I drove us home from Portland in Wayne’s all-electric vehicle. We had waited from 10AM to 4PM. Another patient had issues, so I was delayed a few hours. I had brought snacks and even had the nurse send some out to Wayne. The chairs did not look that comfortable for visitors, so I had him stay out in the waiting room. I also got the central seat without much space for visitors as I was a newbie.

I had one potentially serious issue. I had a drink of the water from a bottle I had been drinking all day, and my throat reacted. The cold sensitivity started, and drinking anything less than body temperature will cause a reaction that is a feeling of closing the throat. This is one of the side effects I had read about. They checked my vitals, and my O2 was good. I was OK. I put on my gloves soon, and no room temp water! Tea hot only.

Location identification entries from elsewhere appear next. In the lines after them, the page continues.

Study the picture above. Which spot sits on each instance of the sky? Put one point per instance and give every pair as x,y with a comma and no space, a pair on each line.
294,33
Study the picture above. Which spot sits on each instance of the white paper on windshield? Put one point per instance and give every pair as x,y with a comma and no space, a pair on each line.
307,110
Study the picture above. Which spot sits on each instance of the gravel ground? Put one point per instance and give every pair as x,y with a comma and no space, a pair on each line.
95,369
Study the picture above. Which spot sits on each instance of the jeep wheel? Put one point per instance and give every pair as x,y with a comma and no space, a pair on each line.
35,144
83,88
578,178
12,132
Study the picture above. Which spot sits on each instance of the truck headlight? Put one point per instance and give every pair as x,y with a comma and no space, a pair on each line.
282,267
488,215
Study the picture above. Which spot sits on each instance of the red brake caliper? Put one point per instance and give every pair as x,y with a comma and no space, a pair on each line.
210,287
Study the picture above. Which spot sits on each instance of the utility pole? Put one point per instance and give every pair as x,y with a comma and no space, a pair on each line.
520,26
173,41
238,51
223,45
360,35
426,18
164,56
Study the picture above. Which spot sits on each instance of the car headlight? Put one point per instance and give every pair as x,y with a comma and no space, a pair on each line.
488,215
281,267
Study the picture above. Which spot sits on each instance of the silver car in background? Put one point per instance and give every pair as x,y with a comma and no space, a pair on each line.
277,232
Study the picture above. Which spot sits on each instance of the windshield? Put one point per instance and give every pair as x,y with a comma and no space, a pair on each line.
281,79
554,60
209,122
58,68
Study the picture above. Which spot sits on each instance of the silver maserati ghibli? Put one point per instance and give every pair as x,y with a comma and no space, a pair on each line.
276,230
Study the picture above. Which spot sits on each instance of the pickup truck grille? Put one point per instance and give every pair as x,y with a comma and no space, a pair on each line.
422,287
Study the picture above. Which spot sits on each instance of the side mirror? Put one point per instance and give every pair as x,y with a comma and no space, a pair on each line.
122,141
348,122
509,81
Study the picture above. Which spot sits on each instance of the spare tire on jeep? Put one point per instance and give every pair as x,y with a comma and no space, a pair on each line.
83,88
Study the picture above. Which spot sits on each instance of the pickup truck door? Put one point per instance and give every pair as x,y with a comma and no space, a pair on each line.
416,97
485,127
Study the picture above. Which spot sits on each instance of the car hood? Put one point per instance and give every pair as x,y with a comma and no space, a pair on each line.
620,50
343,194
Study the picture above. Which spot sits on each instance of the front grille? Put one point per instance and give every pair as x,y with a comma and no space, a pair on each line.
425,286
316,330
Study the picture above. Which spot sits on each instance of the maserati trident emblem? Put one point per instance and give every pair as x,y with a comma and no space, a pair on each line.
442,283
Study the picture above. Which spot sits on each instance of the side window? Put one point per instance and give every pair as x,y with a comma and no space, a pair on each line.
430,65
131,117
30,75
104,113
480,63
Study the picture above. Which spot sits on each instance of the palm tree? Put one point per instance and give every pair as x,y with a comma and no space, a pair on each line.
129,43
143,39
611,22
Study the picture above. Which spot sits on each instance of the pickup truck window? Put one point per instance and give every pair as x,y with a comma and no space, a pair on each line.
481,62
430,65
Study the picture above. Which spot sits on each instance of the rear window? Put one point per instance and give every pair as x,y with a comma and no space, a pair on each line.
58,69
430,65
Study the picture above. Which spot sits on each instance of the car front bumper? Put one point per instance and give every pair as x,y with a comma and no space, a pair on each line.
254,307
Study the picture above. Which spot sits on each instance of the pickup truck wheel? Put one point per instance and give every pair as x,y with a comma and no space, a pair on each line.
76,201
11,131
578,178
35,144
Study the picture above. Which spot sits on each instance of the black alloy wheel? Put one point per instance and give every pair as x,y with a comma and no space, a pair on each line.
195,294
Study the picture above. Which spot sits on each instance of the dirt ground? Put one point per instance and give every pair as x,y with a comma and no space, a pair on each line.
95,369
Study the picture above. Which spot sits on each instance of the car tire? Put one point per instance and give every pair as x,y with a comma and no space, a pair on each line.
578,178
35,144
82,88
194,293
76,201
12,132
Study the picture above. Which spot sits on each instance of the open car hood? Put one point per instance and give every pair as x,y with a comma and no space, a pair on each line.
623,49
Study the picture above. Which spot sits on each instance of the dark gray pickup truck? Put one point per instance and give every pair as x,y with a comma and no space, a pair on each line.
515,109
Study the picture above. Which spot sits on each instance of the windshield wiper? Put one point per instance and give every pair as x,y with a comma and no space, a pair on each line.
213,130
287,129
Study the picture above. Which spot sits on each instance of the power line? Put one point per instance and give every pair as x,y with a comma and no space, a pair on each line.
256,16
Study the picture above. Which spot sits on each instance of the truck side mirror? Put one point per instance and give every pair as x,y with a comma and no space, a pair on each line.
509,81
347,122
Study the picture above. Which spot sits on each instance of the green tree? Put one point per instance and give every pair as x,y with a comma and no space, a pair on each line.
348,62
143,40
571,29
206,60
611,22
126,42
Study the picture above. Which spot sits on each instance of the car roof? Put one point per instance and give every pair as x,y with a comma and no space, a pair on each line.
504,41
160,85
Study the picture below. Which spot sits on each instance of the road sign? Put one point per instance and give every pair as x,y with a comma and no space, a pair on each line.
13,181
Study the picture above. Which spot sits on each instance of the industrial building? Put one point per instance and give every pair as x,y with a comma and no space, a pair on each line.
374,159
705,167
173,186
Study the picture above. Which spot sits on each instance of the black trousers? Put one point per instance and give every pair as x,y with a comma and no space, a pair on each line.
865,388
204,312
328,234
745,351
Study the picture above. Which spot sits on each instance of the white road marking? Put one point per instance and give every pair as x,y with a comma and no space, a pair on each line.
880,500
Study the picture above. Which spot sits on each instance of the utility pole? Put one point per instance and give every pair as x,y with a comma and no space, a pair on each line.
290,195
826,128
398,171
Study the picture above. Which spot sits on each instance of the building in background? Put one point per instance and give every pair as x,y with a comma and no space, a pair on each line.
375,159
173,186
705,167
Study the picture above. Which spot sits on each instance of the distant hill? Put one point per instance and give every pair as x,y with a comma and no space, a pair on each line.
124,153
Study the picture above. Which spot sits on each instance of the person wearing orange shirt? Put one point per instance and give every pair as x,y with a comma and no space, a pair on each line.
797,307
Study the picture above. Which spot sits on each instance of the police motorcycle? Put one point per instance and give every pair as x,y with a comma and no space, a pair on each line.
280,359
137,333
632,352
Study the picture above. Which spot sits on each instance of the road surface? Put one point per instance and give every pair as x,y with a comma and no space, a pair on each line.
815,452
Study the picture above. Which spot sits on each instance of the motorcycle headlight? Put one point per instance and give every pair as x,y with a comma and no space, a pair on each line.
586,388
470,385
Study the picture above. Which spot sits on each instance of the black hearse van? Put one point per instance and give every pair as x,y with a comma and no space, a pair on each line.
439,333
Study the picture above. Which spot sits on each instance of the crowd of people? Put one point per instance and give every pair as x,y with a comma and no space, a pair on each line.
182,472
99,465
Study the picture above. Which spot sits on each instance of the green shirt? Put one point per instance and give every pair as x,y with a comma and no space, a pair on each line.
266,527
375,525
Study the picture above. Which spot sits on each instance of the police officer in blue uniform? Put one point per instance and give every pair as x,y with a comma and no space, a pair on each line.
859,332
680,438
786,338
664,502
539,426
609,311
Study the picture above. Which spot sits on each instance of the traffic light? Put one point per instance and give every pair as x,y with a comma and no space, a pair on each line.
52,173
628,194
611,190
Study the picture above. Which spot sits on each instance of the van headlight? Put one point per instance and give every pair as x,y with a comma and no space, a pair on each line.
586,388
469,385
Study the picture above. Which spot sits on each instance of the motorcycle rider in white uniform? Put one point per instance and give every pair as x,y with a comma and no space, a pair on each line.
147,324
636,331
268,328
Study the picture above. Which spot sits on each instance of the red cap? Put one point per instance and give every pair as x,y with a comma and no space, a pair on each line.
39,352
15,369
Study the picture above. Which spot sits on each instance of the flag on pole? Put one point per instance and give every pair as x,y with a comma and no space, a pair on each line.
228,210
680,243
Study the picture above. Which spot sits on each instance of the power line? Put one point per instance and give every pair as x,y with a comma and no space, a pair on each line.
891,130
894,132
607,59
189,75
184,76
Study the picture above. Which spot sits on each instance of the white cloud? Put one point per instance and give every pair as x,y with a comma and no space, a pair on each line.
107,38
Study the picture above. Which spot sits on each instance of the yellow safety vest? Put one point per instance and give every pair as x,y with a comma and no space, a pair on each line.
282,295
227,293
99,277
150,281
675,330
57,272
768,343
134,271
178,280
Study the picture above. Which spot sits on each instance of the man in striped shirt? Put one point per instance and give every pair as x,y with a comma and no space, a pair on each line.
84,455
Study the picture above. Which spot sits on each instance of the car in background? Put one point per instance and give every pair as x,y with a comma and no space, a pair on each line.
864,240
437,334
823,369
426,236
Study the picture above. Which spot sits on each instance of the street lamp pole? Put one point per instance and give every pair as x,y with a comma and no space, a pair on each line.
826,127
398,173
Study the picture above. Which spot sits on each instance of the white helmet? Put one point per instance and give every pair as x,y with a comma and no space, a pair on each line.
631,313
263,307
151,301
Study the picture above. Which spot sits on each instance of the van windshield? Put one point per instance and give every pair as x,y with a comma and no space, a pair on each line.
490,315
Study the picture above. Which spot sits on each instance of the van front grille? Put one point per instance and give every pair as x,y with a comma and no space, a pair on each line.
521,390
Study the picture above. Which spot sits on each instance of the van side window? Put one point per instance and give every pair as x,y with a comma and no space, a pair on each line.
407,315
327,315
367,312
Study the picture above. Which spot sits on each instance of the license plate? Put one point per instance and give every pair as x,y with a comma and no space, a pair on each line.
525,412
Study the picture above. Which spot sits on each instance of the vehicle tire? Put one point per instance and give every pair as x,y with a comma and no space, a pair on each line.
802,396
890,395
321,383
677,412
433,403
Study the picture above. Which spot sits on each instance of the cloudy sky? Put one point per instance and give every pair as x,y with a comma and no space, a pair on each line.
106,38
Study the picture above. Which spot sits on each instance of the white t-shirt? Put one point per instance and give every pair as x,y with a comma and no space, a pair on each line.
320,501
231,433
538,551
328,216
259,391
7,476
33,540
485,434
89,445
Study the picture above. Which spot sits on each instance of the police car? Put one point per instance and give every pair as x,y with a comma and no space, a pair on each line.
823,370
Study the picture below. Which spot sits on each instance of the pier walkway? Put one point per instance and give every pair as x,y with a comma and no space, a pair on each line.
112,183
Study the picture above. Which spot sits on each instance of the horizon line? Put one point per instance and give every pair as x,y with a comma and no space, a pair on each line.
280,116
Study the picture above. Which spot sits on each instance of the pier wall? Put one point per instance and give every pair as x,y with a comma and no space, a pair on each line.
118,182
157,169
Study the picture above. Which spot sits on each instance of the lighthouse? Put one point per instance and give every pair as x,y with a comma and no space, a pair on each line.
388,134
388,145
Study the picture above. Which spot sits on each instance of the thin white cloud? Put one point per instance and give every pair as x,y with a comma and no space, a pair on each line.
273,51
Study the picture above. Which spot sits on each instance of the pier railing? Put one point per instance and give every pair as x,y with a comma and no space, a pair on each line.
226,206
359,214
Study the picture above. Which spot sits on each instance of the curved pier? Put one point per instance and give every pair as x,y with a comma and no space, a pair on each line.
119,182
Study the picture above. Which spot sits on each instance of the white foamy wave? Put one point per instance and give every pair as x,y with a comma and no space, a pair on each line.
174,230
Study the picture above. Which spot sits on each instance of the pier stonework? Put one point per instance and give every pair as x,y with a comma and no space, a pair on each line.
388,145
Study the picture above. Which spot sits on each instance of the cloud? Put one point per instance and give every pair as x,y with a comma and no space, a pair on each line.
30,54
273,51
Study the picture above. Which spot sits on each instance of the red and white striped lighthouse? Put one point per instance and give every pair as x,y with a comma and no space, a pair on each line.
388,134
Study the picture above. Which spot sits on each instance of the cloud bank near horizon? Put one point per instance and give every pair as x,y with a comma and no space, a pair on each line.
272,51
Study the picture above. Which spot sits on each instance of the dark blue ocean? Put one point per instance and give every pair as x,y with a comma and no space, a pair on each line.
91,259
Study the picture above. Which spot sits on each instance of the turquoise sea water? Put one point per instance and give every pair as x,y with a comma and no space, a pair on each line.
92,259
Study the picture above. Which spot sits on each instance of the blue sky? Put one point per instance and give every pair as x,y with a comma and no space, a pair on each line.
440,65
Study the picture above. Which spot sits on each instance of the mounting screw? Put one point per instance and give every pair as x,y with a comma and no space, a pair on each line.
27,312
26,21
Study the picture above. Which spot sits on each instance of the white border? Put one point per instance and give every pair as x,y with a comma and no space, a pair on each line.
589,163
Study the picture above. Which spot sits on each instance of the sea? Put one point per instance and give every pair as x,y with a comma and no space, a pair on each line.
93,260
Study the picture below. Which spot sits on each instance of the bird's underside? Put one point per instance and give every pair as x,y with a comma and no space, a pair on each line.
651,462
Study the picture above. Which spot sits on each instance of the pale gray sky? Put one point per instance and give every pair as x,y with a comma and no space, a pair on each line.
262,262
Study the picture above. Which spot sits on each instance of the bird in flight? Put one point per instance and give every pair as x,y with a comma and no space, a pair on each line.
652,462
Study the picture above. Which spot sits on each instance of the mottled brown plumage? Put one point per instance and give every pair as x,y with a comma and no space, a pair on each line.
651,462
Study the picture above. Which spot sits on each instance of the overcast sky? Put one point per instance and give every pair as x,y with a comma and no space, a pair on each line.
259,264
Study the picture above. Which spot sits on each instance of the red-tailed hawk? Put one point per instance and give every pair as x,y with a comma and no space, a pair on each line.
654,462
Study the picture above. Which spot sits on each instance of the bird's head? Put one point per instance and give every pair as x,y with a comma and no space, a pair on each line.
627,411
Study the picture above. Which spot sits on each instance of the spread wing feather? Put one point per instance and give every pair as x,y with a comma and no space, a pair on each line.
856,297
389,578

The pain in my arm began about 30 minutes into the infusion, and my arm would experience sudden squeezing, but the drug continued. The nurse got an IV of saline and mixed it with the Oxaliplatin, which helped. One of the nurses suggested I could still go with a port, but this is more surgery, and I have only three more infusions to go. After that, I will see how my arm heals. I have three weeks until the next adventure.

Before this, we arrived a bit early in Portland with Wayne driving in. We did have some traffic and had to park on the top of the Legacy parking garage. Wayne brought two books. I had a bag full of snacks, my manual for chemo, a magazine, and all my pills. I was ready. They took me in about 10:30 and drew blood, and I passed. So in goes the IV and the discussion about using a port next time. Apparently, Oxaliplatin is a big hammer and is not kind to the arm veins. Still considering it. It would be more thing I would have to do.

Wayne picked me up, and we drove to Portland; I was up at 6:30 to be ready on time and write the blog.

Today’s writing is late. The side effects and tasks were many today, with the zombie effect of the anti-nausea meds really messed me up. The blog will likely be more challenging to write these coming days as my hands are cramping from the chemotherapy drugs. So I can only try to get this out now.